On Sun, Jan 8, 2012 at 3:23 PM, Jordan Schatz <jordan at noionlabs.com> wrote:
> This code runs, but I'm guessing that its not the "right way" to do it.
>
> (define (js-date [i (current-date)])
>  (let ([original-format (date-display-format)]
>        [return ((λ ()
>                     (date-display-format 'rfc2822)
>                     (date->string i #t)))])
>    (date-display-format original-format)
>    return))
>
> 1) In "some other language" using a function as the default value for an
> argument is inefficient and frowned upon.
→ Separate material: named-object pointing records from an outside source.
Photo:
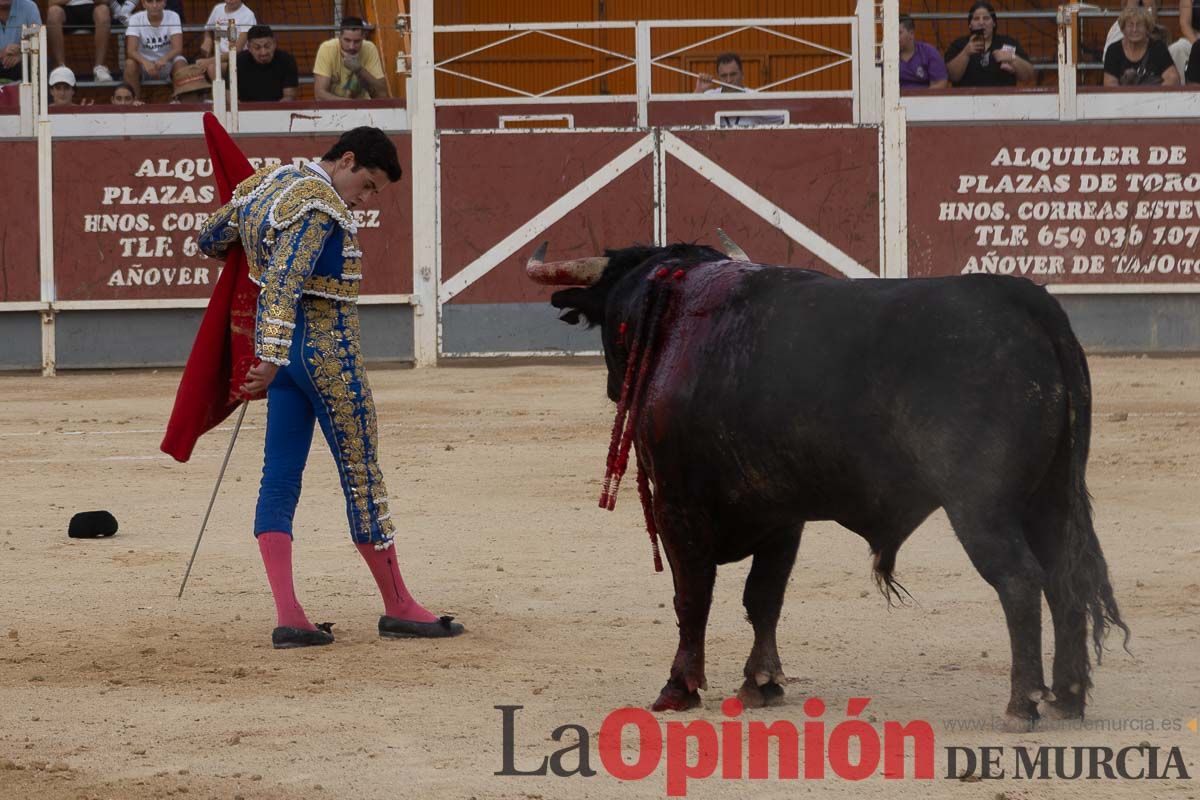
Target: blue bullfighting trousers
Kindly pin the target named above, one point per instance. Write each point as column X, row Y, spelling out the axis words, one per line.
column 324, row 382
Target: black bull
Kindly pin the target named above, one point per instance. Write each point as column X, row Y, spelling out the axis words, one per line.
column 774, row 396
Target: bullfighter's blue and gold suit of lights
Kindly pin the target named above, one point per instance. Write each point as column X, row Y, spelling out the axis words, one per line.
column 301, row 246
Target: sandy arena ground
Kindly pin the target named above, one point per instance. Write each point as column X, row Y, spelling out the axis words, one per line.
column 112, row 687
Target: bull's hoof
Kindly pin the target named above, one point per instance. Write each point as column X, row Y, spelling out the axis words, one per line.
column 672, row 698
column 754, row 696
column 1063, row 709
column 1020, row 716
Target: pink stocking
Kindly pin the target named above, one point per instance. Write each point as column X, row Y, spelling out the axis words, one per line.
column 276, row 549
column 396, row 600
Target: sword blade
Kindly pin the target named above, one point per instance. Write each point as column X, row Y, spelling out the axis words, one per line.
column 213, row 499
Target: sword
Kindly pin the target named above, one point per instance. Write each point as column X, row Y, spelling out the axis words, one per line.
column 237, row 427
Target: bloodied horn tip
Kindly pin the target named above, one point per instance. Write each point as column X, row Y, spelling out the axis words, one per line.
column 539, row 254
column 731, row 247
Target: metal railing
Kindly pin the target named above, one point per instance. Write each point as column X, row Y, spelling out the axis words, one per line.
column 646, row 64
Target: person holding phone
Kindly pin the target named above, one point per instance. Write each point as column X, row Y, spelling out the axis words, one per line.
column 985, row 58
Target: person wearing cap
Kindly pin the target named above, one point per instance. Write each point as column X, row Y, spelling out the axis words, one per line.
column 190, row 84
column 265, row 73
column 81, row 13
column 348, row 67
column 15, row 13
column 297, row 227
column 63, row 88
column 154, row 44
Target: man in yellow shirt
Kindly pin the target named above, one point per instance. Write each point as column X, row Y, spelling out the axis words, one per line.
column 348, row 67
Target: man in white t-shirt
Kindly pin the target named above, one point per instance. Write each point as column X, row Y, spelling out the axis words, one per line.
column 219, row 20
column 63, row 14
column 154, row 44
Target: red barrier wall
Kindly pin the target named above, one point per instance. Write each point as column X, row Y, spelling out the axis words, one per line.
column 19, row 277
column 126, row 214
column 1081, row 204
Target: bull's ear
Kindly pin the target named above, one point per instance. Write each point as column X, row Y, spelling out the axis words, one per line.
column 576, row 304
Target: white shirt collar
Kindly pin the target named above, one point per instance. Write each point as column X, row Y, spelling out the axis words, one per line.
column 315, row 166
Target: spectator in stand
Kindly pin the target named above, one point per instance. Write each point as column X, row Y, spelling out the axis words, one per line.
column 63, row 88
column 154, row 44
column 15, row 13
column 348, row 66
column 124, row 8
column 729, row 71
column 190, row 85
column 1138, row 59
column 985, row 58
column 265, row 73
column 81, row 13
column 124, row 95
column 921, row 64
column 219, row 19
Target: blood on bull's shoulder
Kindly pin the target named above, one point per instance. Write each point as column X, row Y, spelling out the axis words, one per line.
column 754, row 398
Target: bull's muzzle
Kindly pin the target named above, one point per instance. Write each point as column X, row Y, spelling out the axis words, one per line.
column 575, row 272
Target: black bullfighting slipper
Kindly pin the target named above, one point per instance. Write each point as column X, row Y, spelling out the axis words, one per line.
column 402, row 629
column 285, row 638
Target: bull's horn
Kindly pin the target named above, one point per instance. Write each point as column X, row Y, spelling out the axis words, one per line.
column 575, row 272
column 731, row 247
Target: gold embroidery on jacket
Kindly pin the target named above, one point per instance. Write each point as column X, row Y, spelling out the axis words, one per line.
column 334, row 362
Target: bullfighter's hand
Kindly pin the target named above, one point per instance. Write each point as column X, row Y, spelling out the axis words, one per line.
column 258, row 378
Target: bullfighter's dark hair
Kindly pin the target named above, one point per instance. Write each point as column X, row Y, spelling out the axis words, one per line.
column 371, row 148
column 725, row 58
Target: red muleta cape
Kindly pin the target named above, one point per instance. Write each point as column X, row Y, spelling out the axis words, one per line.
column 225, row 346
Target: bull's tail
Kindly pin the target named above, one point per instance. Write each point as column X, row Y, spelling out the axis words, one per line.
column 1079, row 572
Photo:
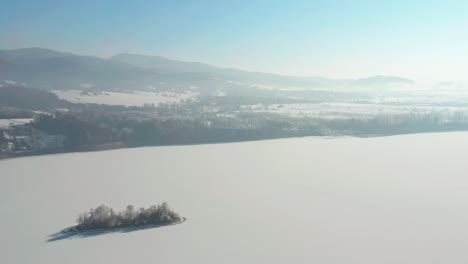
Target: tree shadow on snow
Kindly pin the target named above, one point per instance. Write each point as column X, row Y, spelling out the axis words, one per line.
column 70, row 233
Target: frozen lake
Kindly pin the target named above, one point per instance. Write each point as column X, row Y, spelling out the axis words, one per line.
column 400, row 199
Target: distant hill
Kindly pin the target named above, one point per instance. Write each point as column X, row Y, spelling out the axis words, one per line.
column 383, row 80
column 53, row 70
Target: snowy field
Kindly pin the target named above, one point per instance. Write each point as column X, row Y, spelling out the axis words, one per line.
column 400, row 199
column 4, row 123
column 122, row 98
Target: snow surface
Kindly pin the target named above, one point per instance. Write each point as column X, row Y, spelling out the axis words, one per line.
column 133, row 98
column 400, row 199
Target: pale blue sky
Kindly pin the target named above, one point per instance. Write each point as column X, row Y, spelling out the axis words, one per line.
column 419, row 39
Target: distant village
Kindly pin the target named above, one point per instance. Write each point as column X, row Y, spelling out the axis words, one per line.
column 22, row 137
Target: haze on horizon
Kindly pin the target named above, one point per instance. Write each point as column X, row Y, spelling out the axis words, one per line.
column 421, row 40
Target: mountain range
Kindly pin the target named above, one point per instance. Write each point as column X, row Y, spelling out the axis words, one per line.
column 53, row 70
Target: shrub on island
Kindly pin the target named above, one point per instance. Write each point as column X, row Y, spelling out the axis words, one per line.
column 104, row 217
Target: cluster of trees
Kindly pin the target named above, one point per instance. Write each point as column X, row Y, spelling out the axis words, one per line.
column 105, row 217
column 163, row 126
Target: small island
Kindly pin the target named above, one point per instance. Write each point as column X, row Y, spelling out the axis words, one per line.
column 104, row 218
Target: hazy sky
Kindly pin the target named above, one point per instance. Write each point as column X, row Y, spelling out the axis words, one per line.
column 419, row 39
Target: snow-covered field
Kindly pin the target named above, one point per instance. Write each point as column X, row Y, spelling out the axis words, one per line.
column 347, row 110
column 133, row 98
column 400, row 199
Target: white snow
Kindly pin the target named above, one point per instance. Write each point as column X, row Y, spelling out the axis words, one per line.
column 133, row 98
column 399, row 199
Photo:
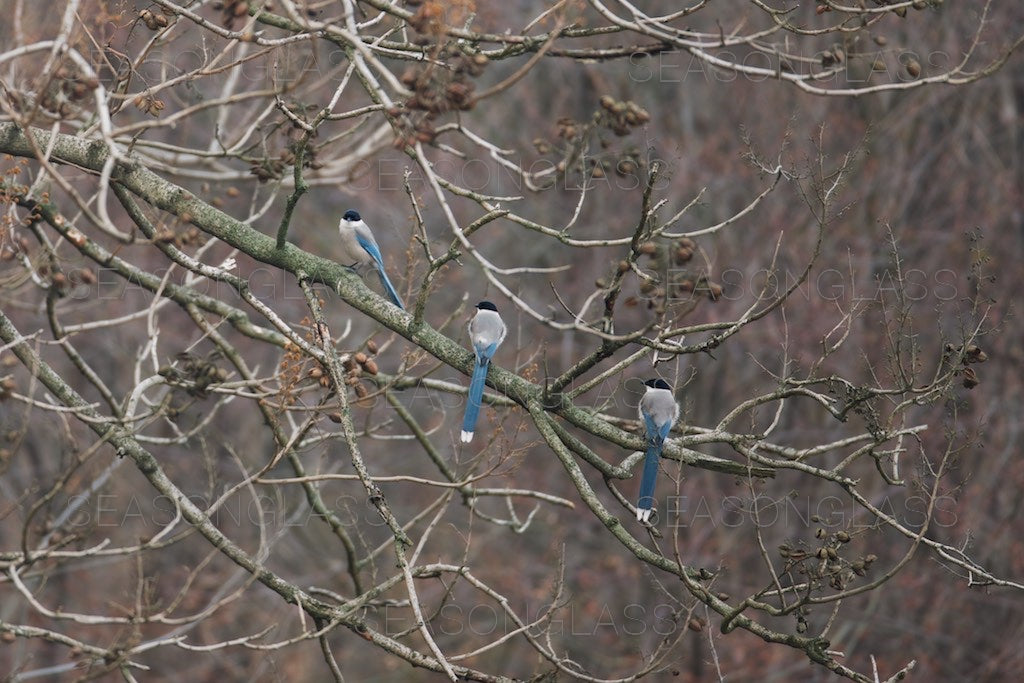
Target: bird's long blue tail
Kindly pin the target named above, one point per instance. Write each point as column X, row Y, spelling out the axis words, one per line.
column 390, row 290
column 473, row 400
column 647, row 479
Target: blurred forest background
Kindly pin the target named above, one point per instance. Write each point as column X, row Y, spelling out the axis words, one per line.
column 922, row 249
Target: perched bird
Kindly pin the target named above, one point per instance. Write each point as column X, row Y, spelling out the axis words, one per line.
column 486, row 332
column 359, row 250
column 658, row 412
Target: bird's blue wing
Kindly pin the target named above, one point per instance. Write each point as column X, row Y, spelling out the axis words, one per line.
column 474, row 398
column 647, row 480
column 368, row 244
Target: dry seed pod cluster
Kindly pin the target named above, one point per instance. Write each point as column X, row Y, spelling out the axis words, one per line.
column 969, row 355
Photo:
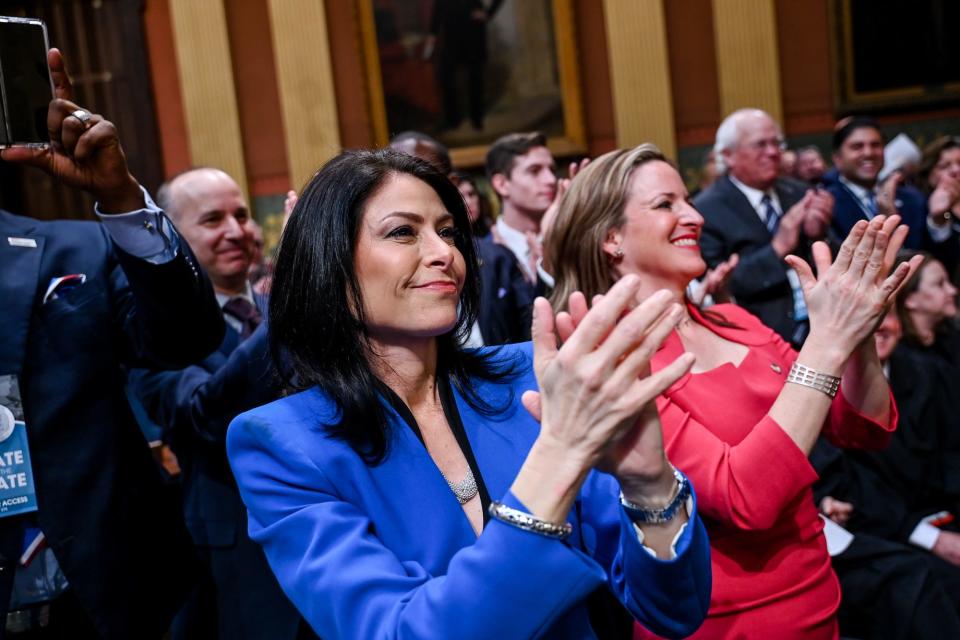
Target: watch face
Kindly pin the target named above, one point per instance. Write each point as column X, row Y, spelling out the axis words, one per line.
column 6, row 423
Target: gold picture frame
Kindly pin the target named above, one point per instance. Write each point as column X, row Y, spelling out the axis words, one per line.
column 571, row 141
column 844, row 24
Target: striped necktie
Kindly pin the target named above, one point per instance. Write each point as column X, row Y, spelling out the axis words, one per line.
column 771, row 217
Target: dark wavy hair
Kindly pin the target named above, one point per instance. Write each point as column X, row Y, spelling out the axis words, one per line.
column 318, row 335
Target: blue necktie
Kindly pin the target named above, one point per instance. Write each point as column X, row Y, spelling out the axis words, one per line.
column 771, row 217
column 872, row 203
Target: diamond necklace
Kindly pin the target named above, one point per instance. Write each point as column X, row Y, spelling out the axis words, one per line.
column 466, row 489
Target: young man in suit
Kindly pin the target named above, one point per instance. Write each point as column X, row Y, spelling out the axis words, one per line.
column 240, row 597
column 752, row 212
column 858, row 159
column 82, row 300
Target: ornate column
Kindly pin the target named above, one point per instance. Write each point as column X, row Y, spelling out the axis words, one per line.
column 305, row 78
column 748, row 63
column 206, row 82
column 640, row 73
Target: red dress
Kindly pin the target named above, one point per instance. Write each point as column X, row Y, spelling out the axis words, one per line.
column 771, row 572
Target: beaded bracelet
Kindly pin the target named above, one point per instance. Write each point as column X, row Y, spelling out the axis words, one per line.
column 807, row 377
column 646, row 515
column 527, row 522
Is that the case in racket?

Hi Jordan,

Can you give an example of such a language?  I'm curious.

I'm not sure where the inefficiency would come from, unless computing
the default value expression's value is costly.

According to the documentation in:

http://docs.racket-lang.org/reference/lambda.html#(form._((lib._racket/private/base..rkt)._lambda))

with regards to "default-expr": "... if no such argument is provided,
the default-expr is evaluated to produce a value associated with id."

>From the reference docs, it sounds like that, unlike a language like
Python, the default value is evaluated for every use of the function,
rather than just once when the function's defined.  We can experiment
with this:

;;;;;;;;;;;;;;;;;;;;;;;;;;;;;;;
#lang racket
(define (test [x (begin
                   (printf "I'm evaluating at: ~a\n"
(current-inexact-milliseconds))
                   1)])
  (add1 x))
;;;;;;;;;;;;;;;;;;;;;;;;;;;;;;;

If you run test, you'll see that the default-expr is being evaluated
for each call to test that depends on the default argument.


If it is expensive to compute the default expression, we can bind a
value to a variable, and then refer to that variable instead for the
default expression.  That way, the expression is just name lookup,
which is constant-cost.  Functions are named values, so I don't think
they'd be particularly expensive to use as default expressions.